Я потащилась в метро, надеясь еще успеть застать открытый елочный базар и купить хотя бы одно из «прописанных» психиатром лекарств. Самую облезлую елочку, пожалуйста, и полкило новогоднего настроения на сдачу!
Но – увы. На том месте, где еще с утра укутанные по брови бодрые продавцы деловито измеряли елки, отсчитывали деньги и упаковывали разлапистых красавиц в сетки, чтобы удобнее было нести, уже никого не было. И елок не было, только валялись втоптанные в снег сломанные ветки.
Ну вот…
Глупость, конечно, но почему-то я ужасно расстроилась, до слез.

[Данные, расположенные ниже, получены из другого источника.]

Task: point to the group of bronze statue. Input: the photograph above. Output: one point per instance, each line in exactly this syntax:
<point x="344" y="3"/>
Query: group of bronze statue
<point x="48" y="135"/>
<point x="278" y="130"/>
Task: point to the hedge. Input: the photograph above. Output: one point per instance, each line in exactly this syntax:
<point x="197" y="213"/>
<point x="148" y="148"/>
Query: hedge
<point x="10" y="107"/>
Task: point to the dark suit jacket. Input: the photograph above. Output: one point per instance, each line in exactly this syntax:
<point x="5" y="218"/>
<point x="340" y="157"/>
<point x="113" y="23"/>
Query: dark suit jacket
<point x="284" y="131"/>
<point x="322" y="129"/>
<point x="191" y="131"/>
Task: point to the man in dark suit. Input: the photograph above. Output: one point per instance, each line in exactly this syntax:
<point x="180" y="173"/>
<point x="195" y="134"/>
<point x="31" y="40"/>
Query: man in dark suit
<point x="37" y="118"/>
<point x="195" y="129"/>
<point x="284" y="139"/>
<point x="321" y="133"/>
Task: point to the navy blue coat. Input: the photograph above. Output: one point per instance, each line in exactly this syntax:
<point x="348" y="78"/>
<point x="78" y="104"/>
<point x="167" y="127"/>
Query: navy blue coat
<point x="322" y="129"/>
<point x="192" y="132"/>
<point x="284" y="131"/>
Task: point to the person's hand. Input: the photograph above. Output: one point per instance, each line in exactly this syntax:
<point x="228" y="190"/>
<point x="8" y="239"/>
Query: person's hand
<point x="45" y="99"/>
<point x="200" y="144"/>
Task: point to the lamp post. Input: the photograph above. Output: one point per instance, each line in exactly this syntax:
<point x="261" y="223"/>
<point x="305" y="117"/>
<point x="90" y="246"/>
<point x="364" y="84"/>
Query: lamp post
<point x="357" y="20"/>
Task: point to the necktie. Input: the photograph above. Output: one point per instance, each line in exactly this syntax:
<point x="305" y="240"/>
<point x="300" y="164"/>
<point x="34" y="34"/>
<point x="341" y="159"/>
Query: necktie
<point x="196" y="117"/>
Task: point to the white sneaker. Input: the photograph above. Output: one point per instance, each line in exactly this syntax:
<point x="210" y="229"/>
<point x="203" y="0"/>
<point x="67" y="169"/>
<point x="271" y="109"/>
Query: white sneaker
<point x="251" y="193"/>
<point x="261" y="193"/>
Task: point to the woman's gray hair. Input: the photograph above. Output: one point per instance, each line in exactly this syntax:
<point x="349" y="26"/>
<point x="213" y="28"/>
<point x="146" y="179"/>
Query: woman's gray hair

Я взрослая девочка, мне почти тридцать лет, и в Деда Мороза я давно не верю, но в новогоднее чудо – еще немножко да! Поэтому где-то в глубине души после слов Максима Игоревича про обязательную радость я надеялась, что вместе с елочкой принесу в дом и надежду на перемены к лучшему.
Я подняла одну веточку – показалось, что она самая целая, – но она развалилась у меня в руках. Подняла другую – иголки на ней были раздавлены в кашу. Третья осыпалась. Я бросила ее обратно в снег и почувствовала, как против моей воли горячие слезы копятся в уголках глаз.
Вроде и понятно – головой! – что это болезнь за меня плачет и грустит, что я не виновата, что никакой трагедии нет. А все равно печально и кажется, что я самая несчастная в мире.
Прямо сейчас.
Здесь, на этом покинутом еловом базаре. Одна, в темноте…
– Я так по тебе скучаю… – прошептала я. В груди разливался холод одиночества. – Так скучаю…
Три года прошло, как мы расстались с бывшим, а я все еще думала о нем. Особенно в такие моменты, как сейчас, когда кажется, что я бы потерпела: и то, что он меня постоянно шпынял, и то, что попрекал внешностью, презирал все мои увлечения, танцевал на вечеринках со всеми, кроме меня. Потерпела бы – лишь бы не быть одной в эту новогоднюю ночь. Лишь бы кто-нибудь теплый обнимал меня.